At ETF PM, we are buying more Nvidia (NVDA). We have not been this bullish on an individual stock since we first purchased Tesla (TSLA) shares in mid 2013.
Note the recent big wins for NVDA and the many diverse factors driving their growth.
Factors That Can Drive Growth For Nvidia’s Tegra Products Business Going Forward
Trefis Team, 8/8/16
Nvidia’s revenues from Tegra processors business constituted only 11% of its total revenues in 2015, declining by around 3% year over year. This decrease was driven by a decline in the sales of Tegra products for OEM smartphones and tablets.

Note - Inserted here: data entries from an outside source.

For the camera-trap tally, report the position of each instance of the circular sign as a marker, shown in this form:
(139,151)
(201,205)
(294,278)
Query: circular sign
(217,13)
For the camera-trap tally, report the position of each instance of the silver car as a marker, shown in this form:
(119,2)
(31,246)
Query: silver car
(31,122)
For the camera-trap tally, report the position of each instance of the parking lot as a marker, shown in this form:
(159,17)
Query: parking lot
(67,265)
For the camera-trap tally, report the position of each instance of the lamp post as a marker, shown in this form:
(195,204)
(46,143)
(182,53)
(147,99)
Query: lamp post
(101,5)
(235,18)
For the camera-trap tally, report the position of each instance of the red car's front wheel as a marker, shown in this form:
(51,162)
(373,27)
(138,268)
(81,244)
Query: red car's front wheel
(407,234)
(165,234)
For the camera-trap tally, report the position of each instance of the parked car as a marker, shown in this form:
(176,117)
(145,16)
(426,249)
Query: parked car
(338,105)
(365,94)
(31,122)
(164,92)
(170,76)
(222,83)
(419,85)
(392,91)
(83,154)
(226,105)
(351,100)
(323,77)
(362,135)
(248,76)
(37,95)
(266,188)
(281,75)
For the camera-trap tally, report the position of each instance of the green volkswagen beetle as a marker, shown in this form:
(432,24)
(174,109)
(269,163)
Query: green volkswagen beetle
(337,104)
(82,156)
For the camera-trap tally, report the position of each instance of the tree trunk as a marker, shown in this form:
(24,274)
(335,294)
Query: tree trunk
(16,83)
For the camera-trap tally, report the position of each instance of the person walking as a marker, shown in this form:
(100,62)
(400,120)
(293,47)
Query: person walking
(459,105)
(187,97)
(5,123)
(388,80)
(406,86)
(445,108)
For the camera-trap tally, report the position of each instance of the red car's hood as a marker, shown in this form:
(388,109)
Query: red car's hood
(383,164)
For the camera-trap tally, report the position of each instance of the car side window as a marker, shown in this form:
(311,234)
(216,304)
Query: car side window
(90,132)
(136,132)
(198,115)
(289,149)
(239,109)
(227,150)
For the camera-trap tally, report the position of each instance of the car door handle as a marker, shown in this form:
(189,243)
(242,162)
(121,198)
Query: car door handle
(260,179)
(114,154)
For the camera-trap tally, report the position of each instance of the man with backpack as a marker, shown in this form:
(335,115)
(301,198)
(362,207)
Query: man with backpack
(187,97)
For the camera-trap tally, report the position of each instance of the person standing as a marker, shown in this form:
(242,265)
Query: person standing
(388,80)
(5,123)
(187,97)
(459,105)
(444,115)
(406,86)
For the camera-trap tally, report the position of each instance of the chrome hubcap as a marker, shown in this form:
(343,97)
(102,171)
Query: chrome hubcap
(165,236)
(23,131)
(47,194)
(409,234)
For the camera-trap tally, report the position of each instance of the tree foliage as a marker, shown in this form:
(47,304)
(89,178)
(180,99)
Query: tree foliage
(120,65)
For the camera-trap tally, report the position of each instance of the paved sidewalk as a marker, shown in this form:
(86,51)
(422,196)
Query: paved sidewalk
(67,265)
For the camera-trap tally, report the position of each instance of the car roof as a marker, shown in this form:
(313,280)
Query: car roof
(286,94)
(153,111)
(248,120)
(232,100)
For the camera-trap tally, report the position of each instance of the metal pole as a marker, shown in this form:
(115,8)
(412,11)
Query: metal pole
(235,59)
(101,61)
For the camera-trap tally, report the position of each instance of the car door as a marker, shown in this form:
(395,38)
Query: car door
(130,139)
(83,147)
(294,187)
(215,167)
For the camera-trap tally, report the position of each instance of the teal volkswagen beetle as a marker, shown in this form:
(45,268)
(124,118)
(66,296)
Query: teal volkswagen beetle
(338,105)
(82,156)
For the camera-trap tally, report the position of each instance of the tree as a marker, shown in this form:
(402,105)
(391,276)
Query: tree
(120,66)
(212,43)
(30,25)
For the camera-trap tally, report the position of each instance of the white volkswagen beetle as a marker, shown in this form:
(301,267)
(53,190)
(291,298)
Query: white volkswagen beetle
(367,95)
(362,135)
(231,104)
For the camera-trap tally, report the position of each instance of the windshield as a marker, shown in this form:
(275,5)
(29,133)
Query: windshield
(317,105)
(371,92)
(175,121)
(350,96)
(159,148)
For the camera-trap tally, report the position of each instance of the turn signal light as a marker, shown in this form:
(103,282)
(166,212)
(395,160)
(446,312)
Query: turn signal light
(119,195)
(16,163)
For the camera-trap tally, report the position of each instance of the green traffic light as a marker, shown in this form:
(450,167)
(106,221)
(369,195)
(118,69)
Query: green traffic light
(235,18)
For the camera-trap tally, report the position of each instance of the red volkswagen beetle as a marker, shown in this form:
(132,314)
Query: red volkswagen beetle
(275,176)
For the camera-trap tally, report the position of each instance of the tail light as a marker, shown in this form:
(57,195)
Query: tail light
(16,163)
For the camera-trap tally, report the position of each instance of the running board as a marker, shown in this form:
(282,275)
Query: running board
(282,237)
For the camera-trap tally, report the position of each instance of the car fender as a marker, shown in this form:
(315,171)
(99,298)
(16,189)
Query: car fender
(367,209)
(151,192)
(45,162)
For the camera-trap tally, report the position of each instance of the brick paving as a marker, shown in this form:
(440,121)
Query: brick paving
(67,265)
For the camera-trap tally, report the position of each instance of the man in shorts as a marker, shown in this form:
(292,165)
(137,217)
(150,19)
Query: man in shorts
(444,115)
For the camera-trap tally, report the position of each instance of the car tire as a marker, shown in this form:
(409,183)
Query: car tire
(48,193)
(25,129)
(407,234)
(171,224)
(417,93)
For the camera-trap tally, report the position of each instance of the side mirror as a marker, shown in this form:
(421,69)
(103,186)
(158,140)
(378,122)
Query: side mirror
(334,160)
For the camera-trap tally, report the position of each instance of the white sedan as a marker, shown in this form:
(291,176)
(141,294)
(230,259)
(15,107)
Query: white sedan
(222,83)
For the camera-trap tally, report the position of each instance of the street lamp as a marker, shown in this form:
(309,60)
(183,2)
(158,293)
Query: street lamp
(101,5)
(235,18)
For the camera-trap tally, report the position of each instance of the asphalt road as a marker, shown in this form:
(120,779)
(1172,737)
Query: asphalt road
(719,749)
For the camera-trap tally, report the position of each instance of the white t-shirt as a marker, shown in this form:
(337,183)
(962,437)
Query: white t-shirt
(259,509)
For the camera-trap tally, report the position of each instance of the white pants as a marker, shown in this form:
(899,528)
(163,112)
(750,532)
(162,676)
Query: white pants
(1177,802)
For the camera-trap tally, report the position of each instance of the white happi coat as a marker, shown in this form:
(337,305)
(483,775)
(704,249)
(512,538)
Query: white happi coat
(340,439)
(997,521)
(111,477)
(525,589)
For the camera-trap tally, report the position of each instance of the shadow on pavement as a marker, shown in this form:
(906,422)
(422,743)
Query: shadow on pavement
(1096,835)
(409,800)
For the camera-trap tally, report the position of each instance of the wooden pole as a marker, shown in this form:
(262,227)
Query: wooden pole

The company shut-down its Icera modem operations in the second quarter of fiscal year 2016, which has further impacted its topline growth in the segment. In this analysis we look at the factors that can revamp the growth for Nvidia’s Tegra products going ahead:
- Demand for Tegra processors in the automotive segment: Nvidia has been working on building its automotive computing platform for over a decade and is in a strong position to leverage this growth. Nvidia has shipped 5-to-6 million devices for cars (with its Advanced Driver Assistance Systems) and has an additional 20-to-25 million such devices to ship in its pipeline. In addition to its infotainment cockpit business, Nvidia is working with a number of companies that are developing self-driving car technologies, using NVIDIA DRIVE PX. These include car manufacturers, Tier 1 OEMs, start-ups and research institutions. Thus, the company’s automotive platforms remain on a sharp upward trajectory and is likely to be a major growth driver of Nvidia’s Tegra business going ahead.